I enjoyed rooftop beers tonight with two old roommates and dear friends of mine. I don't see them much anymore because we have crazy jobs and wildly different lives, but whenever I see them I realize how much I miss crowding onto one of our beds late at night to watch Arrested Development. I love these girls.

One of them works for a reality show. The other works as a barista at an Upper West Side cafe that I've yet to visit. She told us this bizarre, uniquely New York-ly funny story tonight that I can't stop thinking about.

At this tiny cafe on 94th Street and Amsterdam, she usually works by herself. She opens at 8 o'clock in the morning, but hey, she gets to play her own music. The cafe shares a window with an art studio. Sometimes, people call out coffee orders from ceramic painting stations. She can make one mean latte, she boasts.

There's a customer who comes in quite frequently: a man, who's balding, or maybe he just shaves his head. She can't tell. He looks vaguely European. The first few times she made his drink, she thought it strange the way he loitered so close to the counter, watching her work. Now that she's grown more familiar with him, she finds him actually quite hot. One day, she passes him his drink and says, "What's your name?"

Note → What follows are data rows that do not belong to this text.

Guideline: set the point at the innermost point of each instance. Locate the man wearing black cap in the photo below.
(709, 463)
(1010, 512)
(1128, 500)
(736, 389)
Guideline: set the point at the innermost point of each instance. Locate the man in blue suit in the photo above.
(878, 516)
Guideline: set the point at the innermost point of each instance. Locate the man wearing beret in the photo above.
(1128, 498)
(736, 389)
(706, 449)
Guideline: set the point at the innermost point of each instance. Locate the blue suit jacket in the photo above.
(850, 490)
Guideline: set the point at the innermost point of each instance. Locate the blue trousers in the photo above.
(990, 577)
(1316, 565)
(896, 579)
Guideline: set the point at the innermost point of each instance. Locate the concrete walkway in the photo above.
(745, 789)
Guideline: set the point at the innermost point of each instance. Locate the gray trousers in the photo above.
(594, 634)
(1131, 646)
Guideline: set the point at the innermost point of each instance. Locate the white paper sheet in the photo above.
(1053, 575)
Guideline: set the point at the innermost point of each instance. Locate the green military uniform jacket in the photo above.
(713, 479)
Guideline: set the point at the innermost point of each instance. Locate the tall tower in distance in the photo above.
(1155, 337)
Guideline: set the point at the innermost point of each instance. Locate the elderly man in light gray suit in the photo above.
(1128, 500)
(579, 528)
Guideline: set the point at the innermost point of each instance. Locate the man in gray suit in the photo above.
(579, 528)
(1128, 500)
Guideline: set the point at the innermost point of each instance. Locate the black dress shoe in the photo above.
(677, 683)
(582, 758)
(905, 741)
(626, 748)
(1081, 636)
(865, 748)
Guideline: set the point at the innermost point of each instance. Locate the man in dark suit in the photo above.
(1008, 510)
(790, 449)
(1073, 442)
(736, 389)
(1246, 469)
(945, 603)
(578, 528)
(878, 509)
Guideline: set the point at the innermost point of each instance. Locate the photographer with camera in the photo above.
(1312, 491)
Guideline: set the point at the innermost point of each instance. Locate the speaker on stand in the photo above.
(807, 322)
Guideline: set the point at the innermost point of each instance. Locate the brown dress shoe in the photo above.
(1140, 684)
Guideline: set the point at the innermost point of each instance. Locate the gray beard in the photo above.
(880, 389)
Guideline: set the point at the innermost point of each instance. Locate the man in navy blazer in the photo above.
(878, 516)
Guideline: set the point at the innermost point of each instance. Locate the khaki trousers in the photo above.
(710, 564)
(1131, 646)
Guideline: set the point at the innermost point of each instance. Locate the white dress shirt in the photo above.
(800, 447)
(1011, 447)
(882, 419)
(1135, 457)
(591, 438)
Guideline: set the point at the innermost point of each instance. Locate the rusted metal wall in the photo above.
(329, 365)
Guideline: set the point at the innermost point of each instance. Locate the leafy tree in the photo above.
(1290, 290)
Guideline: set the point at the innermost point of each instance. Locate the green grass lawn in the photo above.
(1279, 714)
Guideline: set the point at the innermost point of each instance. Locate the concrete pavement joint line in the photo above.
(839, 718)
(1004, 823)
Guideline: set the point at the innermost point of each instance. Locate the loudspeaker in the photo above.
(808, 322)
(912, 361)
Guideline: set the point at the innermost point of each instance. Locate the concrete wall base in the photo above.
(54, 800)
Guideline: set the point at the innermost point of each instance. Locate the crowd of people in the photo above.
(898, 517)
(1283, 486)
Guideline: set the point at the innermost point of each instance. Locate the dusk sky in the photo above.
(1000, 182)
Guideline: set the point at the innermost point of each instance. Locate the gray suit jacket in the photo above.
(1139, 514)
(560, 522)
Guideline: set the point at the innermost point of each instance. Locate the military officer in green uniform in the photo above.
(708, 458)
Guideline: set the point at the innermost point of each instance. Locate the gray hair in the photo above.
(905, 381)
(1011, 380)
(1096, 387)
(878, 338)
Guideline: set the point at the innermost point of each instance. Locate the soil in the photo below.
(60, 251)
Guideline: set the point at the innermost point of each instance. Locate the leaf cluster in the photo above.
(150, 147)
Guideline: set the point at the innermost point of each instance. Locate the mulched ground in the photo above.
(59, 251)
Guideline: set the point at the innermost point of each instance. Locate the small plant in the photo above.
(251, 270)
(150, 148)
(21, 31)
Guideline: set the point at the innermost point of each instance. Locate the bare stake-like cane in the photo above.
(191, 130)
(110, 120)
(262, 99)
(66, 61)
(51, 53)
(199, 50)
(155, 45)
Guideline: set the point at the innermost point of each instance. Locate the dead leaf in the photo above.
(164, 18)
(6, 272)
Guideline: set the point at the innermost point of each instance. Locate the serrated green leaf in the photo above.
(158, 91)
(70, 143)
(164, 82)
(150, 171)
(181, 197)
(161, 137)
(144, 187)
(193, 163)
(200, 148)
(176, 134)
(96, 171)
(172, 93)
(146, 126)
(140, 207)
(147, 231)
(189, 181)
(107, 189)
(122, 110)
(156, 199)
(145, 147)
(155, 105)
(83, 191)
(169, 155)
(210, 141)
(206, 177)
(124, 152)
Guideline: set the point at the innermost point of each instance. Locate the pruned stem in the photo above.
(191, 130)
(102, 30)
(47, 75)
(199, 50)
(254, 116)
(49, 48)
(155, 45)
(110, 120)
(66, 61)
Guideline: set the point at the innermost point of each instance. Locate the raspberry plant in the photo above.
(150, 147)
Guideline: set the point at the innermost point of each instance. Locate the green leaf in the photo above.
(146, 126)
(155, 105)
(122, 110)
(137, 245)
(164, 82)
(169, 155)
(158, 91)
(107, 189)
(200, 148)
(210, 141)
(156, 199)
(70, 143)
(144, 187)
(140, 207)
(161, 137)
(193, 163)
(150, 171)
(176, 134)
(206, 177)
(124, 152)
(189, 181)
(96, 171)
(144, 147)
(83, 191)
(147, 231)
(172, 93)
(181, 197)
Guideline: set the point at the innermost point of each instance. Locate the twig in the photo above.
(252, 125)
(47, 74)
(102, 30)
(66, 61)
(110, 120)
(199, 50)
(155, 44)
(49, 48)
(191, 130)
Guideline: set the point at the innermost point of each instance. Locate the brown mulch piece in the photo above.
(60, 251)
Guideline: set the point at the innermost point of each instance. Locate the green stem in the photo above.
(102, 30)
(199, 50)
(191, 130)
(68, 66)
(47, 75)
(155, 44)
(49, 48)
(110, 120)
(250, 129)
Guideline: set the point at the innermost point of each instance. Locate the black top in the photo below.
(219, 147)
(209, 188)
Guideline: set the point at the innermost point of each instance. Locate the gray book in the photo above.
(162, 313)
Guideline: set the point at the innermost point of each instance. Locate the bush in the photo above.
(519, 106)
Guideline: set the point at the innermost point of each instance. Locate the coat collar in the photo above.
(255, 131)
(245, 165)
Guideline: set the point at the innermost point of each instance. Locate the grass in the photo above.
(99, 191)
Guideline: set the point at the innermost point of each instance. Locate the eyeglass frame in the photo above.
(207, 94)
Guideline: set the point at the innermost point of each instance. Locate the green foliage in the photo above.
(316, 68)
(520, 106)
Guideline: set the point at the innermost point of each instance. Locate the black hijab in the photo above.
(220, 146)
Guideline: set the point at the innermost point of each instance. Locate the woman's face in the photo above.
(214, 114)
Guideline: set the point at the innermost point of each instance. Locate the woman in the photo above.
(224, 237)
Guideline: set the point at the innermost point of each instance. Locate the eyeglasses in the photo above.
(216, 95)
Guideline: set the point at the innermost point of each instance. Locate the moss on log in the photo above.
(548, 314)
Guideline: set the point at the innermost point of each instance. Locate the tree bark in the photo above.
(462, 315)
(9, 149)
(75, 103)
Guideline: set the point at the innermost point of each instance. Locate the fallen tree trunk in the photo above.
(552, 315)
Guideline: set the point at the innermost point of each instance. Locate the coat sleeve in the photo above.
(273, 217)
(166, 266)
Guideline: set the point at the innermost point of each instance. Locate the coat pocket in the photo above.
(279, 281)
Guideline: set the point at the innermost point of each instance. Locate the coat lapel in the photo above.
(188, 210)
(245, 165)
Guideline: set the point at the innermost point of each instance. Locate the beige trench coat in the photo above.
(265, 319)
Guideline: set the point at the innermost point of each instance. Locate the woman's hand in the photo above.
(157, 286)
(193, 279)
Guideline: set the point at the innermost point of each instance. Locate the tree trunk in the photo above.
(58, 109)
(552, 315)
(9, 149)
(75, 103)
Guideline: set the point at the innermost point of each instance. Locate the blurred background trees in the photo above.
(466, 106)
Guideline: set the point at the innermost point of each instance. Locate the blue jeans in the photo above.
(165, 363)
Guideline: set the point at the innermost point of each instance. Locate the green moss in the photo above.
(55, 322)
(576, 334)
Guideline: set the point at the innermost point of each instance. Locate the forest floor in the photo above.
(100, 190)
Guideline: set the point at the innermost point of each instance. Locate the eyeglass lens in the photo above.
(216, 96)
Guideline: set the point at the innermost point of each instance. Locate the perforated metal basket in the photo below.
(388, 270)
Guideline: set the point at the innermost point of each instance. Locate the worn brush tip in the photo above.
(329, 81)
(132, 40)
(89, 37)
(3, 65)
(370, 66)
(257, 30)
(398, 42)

He looks taken aback at this question. He thinks for a moment. She wonders why he has to think so hard about his name, and begins to regret the spontaneous "Let's be more than barista and paying customer" gesture she just made. Rewind. Rewind. Abort, abort.

"Well," the vaguely European, balding, maybe just shaven, actually quite hot man replies. "People call me Bun."

She stares at his reflective head. "Your friends call you what?"

"My friends call me Bun." He has an accent, but she can't detect what it is.

"Bun," she repeated. "Your name is Bun?" He smiles.

"Bun!" she cried out to us on the rooftop. "I wanted to ask him what his real name was. But I didn't."

The three of us sat in giggly silence, brainstorming what "Bun" could possibly stand for, or be short for. She leaned back and titled her face toward the sky, puffed on a cigarette. I took a sip of beer. It was growing strangely cold.